R - C'est à la barbarie et au cynisme que la France est opposée. Et c'est à Damas - et non à Paris ni à Bruxelles ni à New York - que se trouvent les raisons du blocage. Le régime s'obstine dans son refus de négocier les bases d'une paix durable qui ont été posées dans la résolution 2254 adoptée à l'unanimité par le Conseil de sécurité des Nations unies fin 2015.

Ce n'est pas à la France de "normaliser" ses relations avec un régime dont il a été prouvé la semaine dernière encore qu'il s'était rendu coupable d'une attaque aux armes chimiques à Douma le 7 avril 2018 - un régime qui ment et réfute contre toute vraisemblance les conclusions impartiales des enquêtes menées par ces experts indépendants. Le rapport de l'Organisation pour l'interdiction des armes chimiques (OIAC) publié le 27 janvier dernier prouve une nouvelle fois que le régime de M. Assad n'a pas hésité à gazer au chlore des populations civiles. Il s'agit du neuvième cas d'utilisation d'armes chimiques attribué de manière indépendante au régime syrien par les mécanismes de l'ONU et de l'OIAC.

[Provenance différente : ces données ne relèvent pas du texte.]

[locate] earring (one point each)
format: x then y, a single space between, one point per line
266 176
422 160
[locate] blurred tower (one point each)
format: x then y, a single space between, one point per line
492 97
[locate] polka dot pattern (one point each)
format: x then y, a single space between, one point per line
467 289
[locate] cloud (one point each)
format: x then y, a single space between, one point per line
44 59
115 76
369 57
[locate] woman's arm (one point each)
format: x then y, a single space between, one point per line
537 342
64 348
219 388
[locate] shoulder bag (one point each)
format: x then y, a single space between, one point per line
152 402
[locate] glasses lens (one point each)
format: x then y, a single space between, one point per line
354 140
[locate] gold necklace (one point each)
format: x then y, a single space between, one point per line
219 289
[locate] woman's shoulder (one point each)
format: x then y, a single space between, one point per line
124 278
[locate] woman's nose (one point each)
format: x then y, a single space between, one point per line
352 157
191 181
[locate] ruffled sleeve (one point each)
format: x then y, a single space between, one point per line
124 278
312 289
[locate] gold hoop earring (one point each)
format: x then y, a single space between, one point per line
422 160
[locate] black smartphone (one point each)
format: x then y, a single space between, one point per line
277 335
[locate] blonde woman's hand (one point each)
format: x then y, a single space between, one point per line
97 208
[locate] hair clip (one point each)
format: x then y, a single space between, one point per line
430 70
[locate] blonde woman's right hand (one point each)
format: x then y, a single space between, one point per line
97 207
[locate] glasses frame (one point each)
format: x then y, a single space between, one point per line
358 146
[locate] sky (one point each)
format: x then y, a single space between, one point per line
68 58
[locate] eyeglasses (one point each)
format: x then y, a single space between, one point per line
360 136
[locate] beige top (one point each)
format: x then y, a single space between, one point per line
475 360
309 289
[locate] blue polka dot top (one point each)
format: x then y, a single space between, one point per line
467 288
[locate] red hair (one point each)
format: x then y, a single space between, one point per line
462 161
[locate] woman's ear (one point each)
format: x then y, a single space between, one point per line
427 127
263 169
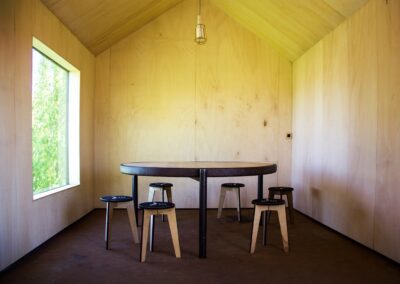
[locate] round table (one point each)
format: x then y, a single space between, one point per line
199 171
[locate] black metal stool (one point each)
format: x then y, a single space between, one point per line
113 201
158 208
230 187
263 206
283 190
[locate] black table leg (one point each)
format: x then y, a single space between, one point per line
260 192
203 214
135 195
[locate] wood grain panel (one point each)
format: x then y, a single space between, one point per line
387 212
100 24
307 86
170 99
362 125
346 7
7 128
345 128
290 26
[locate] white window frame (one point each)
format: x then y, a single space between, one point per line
73 119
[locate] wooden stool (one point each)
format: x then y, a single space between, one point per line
230 187
158 208
113 201
164 187
283 190
264 205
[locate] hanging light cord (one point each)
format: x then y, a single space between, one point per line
199 7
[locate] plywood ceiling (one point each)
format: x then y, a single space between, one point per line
291 26
101 23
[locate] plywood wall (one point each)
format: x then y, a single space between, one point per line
345 120
161 97
24 223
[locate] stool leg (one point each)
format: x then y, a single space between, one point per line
254 232
265 226
282 223
132 222
221 201
145 235
151 243
290 205
107 228
238 205
173 226
150 198
109 213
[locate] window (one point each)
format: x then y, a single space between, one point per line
55 122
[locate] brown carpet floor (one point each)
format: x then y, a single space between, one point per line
317 255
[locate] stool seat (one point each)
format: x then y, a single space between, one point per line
116 198
161 184
278 189
288 192
268 202
230 184
156 205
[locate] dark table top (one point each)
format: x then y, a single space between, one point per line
192 169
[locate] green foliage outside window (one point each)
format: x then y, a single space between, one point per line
49 124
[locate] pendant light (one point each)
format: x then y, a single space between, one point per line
200 29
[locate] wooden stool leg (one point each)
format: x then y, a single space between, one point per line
290 205
254 232
167 190
221 201
132 222
238 205
173 226
150 198
283 224
265 220
109 213
145 235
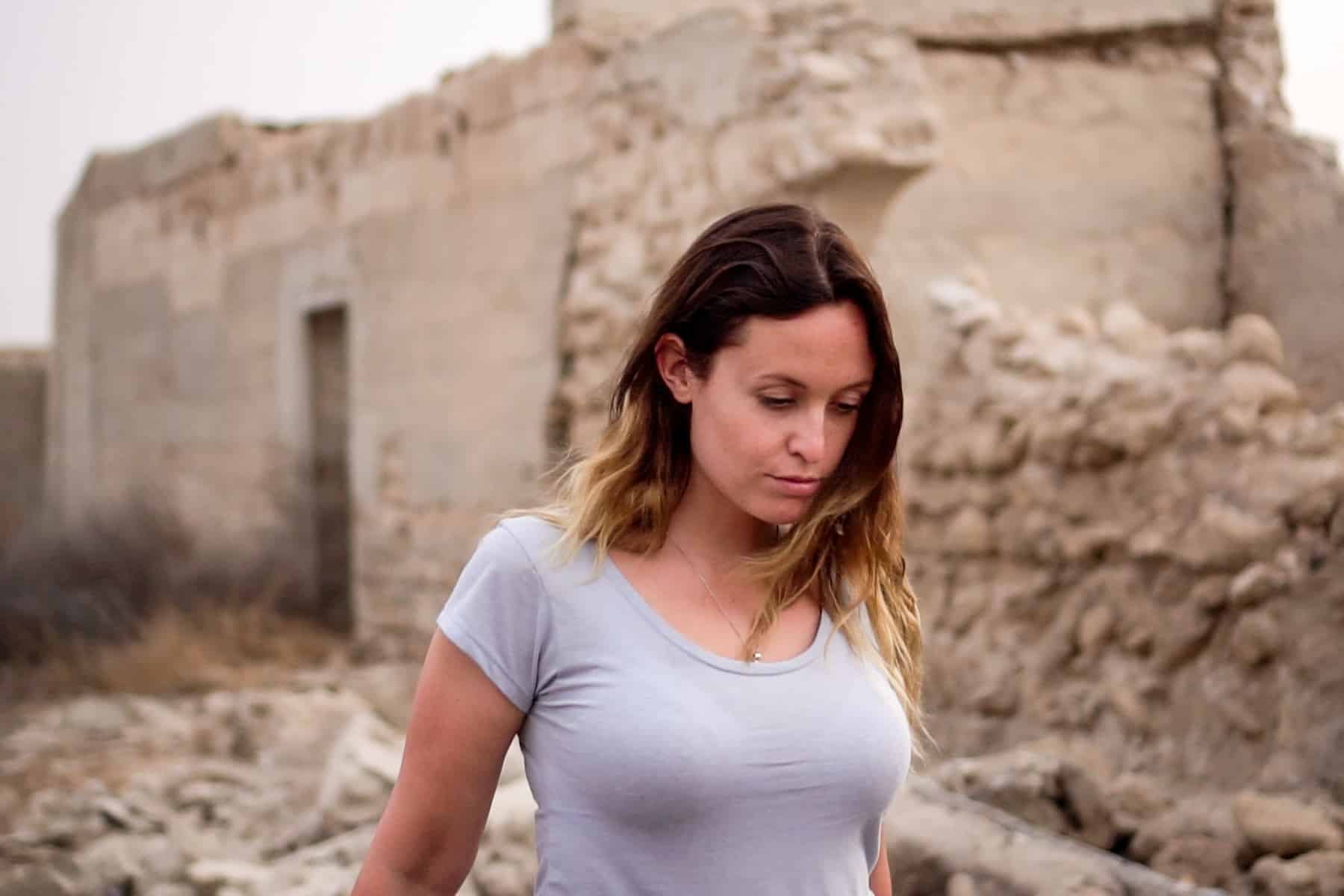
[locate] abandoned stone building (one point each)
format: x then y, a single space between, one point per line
23 385
401 321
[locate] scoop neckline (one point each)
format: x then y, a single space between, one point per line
738 667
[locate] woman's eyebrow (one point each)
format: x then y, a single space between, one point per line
789 381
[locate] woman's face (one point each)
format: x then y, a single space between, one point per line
772 420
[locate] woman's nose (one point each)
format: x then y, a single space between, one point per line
809 440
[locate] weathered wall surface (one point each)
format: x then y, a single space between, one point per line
188 269
23 386
712 114
1285 257
1122 539
986 22
495 240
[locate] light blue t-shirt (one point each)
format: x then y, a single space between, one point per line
662 768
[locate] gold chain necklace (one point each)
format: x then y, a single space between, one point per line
756 655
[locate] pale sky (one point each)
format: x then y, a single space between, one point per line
81 75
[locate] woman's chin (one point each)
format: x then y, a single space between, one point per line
783 512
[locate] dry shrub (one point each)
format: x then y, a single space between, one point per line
131 600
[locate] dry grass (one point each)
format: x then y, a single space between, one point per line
132 601
174 653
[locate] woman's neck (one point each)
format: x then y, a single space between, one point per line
710 527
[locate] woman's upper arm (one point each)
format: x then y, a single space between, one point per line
458 731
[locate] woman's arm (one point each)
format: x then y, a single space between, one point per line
458 731
880 882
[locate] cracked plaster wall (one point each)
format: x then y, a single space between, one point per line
495 238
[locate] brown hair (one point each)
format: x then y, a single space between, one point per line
773 261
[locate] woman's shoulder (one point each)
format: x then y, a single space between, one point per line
523 538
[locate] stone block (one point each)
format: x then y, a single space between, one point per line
1102 187
1288 252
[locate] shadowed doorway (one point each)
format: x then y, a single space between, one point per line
329 403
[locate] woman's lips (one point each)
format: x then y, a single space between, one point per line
797 487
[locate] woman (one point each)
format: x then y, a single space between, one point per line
660 638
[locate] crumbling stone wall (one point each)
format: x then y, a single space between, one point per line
187 273
23 385
712 114
495 238
1130 539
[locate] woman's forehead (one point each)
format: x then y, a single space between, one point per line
828 343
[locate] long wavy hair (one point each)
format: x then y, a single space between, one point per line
773 261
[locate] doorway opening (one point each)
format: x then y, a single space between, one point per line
329 405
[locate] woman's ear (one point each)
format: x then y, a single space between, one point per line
673 366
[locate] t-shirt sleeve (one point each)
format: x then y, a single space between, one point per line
497 615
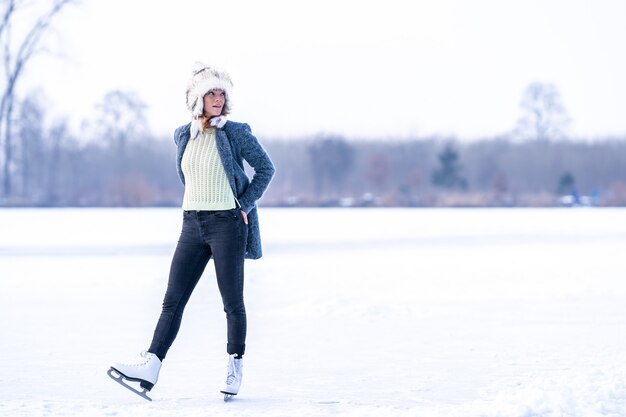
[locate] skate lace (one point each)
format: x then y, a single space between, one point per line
135 362
231 371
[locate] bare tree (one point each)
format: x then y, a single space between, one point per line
121 117
544 114
15 57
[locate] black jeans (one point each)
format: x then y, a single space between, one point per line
219 234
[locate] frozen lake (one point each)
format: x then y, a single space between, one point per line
352 312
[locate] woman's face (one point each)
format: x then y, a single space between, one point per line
214 102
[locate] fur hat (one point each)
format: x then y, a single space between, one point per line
204 79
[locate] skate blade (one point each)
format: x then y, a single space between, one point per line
227 396
120 380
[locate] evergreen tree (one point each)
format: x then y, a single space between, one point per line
448 174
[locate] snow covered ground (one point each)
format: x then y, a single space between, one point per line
352 312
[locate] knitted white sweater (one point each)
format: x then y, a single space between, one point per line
206 184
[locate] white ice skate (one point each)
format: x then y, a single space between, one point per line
233 377
144 369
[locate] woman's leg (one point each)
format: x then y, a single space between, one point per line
188 263
228 248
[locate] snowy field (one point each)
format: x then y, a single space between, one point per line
352 312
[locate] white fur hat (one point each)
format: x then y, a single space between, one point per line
204 79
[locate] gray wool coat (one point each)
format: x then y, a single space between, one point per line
236 143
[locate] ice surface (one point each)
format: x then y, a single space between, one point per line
352 312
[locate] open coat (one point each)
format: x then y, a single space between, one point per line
236 143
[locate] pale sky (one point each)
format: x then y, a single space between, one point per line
355 68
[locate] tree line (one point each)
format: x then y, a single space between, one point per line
121 163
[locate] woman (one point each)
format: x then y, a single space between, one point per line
219 221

C'est donc au régime de normaliser ses relations avec la communauté internationale et avec son propre peuple, qu'il s'est employé - et qu'il s'emploie toujours - à détruire méthodiquement. J'ajoute que le régime syrien et ses alliés sont au centre d'un trafic de drogues en croissance exponentielle, qui constitue une source d'instabilité majeure pour la région. Il est donc urgent de trouver une solution politique, c'est important pour notre sécurité commune.

Pour cela, le Conseil de sécurité demande au régime syrien des choses simples : qu'il s'engage, sous l'égide des Nations unies, dans un processus politique crédible et inclusif, en cessant par exemple de s'opposer à ce que se réunisse le comité constitutionnel ; qu'il mette un terme à ses pratiques de détentions arbitraires, de disparitions forcées, de menaces physiques et de tortures et qu'il coopère avec les familles des disparus pour faire la lumière sur le sort de ces derniers ; qu'il permette le retour volontaire, sûr et digne des plus de 6 millions de Syriens réfugiés dans les pays voisins.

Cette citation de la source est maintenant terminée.